Regression analysis
Regression models formalize an equation in which one numeric variable
\(Y\) is formulated as a function of
other variables
\(X_1\),
\(X_2\),
\(X_3\), etc:
\(Y = f(X_1,X_2,X_3...) + \epsilon\)
\(\epsilon\) is called the residual,
which is an error term in case the function does not fit perfectly \(Y\).
In this tutorial we will learn about linear regression, which are
regression models in which the function \(f()\) is a linear combination of variables.
More precisely:
\(Y = a + b_1 X_1 + b_2 X_2 + b_3 X_3 ... +
\epsilon\)
- \(Y\) is called the dependent
variable
- \(X_1\), \(X_2\), \(X_3\), etc are called independent
variables
- \(a\) is the intercept, which
measures the expected value of \(Y\)
that does not depend on the dependent variables
- \(b_1\), \(b_2\), \(b_3\), etc are called the slopes or the
coefficients of the independent variables. They measure how much \(Y\) grows with the corresponding variable.

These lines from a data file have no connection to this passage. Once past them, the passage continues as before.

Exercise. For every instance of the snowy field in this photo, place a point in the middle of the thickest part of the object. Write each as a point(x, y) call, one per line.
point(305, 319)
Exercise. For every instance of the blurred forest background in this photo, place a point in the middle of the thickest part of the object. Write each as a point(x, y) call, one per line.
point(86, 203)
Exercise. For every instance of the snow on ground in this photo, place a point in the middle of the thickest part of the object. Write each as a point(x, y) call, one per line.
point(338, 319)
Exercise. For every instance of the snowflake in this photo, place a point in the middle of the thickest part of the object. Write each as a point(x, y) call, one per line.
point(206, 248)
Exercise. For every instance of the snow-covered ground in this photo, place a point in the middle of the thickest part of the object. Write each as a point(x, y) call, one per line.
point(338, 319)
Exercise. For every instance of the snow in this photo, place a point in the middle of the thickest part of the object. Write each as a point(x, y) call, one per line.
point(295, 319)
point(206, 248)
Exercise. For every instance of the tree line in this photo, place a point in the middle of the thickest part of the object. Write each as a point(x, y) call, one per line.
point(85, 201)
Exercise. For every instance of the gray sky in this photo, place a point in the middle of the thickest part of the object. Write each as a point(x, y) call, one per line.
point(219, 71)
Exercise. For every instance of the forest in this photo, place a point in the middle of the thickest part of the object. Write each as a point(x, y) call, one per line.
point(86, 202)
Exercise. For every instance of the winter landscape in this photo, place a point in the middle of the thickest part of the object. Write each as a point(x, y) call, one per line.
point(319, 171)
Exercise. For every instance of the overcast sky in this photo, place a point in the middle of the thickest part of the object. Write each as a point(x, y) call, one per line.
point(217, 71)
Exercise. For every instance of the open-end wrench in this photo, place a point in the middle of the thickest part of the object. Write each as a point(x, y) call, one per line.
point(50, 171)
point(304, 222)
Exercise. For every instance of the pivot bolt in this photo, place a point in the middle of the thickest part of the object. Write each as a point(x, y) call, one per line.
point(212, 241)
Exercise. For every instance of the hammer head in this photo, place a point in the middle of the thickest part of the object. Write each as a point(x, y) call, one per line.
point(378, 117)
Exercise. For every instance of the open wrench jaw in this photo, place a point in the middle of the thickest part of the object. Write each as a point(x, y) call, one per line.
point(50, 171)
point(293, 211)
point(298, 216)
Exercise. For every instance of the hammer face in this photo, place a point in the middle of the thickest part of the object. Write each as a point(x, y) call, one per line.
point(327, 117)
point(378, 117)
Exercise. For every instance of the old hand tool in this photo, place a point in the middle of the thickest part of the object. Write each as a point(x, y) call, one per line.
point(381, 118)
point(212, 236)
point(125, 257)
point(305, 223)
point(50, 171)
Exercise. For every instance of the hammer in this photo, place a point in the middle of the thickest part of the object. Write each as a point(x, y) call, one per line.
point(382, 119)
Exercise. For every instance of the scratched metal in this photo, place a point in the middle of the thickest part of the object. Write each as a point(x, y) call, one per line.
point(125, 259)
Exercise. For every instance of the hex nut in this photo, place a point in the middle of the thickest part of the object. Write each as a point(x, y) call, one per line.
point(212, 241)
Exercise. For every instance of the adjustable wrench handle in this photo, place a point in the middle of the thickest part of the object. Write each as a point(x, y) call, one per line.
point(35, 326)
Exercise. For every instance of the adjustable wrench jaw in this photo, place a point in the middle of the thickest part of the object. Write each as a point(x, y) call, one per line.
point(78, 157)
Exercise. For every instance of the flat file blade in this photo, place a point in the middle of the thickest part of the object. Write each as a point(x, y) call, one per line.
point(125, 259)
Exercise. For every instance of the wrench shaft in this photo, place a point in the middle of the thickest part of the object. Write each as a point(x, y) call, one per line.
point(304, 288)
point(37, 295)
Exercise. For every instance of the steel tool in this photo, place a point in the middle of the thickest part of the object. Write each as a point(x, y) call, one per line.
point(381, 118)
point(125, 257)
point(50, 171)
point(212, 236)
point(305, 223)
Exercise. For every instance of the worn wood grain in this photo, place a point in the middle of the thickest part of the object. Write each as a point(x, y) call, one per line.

These coefficients are measure in the units of \(Y\) divided by the units of \(X\)
- \(\epsilon\) are the residuals, as
in the equation before
For example, when we studied how GDP per capita depended on the FOI,
we have a case where \(Y\) is GDP and
there is one independent variable \(X\), the FOI. Here you see a scatter plot
of GDP vs FOI with a line that shows a regression result:

Regression residuals
Residuals (\(\epsilon\)) are the
differences in between the empirical values \(Y_i\) and their fitted values \(\hat Y_i\). In the following plot you see
them for the case of GDP and FOI as vertical green lines:

Linear regression analyses might have some assumptions regarding
residuals. For example, the standard assumptions in many research
projects is that residuals have zero mean, are normally distributed with
some standard deviation (\(\epsilon \sim
N(0,\sigma)\)), and that are uncorrelated with both \(X\) and \(Y\). At the end of this tutorial you have
ways to inspect if these assumptions are met.
Ordinary Least Squares (OLS)
Fitting a regression model is the task of finding the
values of the coefficients (
\(a\),
\(b_1\),
\(b_2\), etc) in a way that reduce a way to
aggregate the residuals of the model. One approach is called Residual
Sum of Squares (RSS), which aggregates residuals as:
\(RSS = \sum_i (\hat Y_i - Y_i)^2\)
The Ordinary Least Squares method (OLS) looks for the values of
coefficients that minimize the RSS. This way, you can think about the
OLS result as the line that minimizes the sum of squared lengths of the
vertical lines in the figure above.
Goodness of fit
After fitting the model, you should ask yourself how good are the
predictions of the model or what is the quality of the fit. A way to
measure this is to calculate the proportion of variance of the dependent
variable (
\(V[Y]\)) that is explained
by the model. We can do this by comparing the variance of residuals
(
\(V[\epsilon]\)) to the variance of
\(Y\). If the variance of residuals is
very small in comparison, we have a good fit. This is captured by the
coefficient of determination, also known as
\(R^2\):
\(R^2 = 1 − \frac{V[\epsilon]}{V[Y]}\)
The coefficient of determination is called \(R^2\) because it is a way to measure the
correlation coefficient between the true values of the dependent
variable \(Y\) and the estimated ones
\(\hat Y\).